Published on April 9, 2018
Social media has never been as prevalent as it is now. Staying connected by way of these two-way communication platforms is a daily custom for many and we’re more tuned in than ever. We live in a world fixed on the present and capturing every moment; when we’re doing something interesting we want to share this experience with others in real time.
We’re seeing this trend growing more and more within the conventions industry. Conventions often provide both personal and professional development opportunities, so it’s common for attendees to want to share new knowledge and insights with their social networks in the moment, as it’s happening.
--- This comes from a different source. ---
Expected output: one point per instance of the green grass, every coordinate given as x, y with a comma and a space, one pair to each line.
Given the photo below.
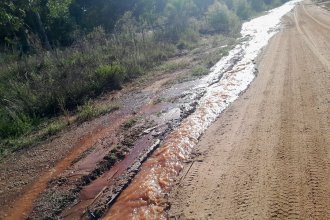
199, 71
90, 110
It also forms a community within the convention itself. Attendees can seek out a dialogue with other like-minded individuals attending the same event and forge new connections. Implementing an official hashtag for a convention is a great way to encourage this, in addition to increasing promotion and exposure of the event.
We saw this type of dialogue first hand when the Shaw Centre hosted SAAS North last November. Attendees of this event are naturally very tech-savvy and passionate about the software as a service industry, so there was a significant amount of online interaction taking place, specifically on Twitter.
SAAS North also used Twitter to communicate live updates including daily agendas, key note speakers and panel discussions. It was a great way to keep delegates informed.
Live streaming via Instagram and Facebook have also become popular among convention organizers. It helps build engagement and provides a preview to individuals who aren’t attending the event, and perhaps influence them to consider attending in the future.
Lastly, incorporating photo opportunities into your convention can be a simple yet effective way to encourage attendees to take pictures and post them to their social media. Cannexus 2018, a national career development conference hosted at the Shaw Centre, approached this in a unique way by having a photographer on-site dedicated to taking headshots intended for LinkedIn profiles. Startup Canada is another example of a convention hosted at the Shaw Centre who utilized photo opportunities in the form of a backdrop setup in a high traffic area.
As our methods of communication and social media endlessly advance, the conventions industry adapts by finding new ways to integrate these mediums. It’s interesting to watch conventions raise the bar time and time again, and social media practices have become a huge part of this evolution. I look forward to seeing how these two areas continue to collaborate and support one another.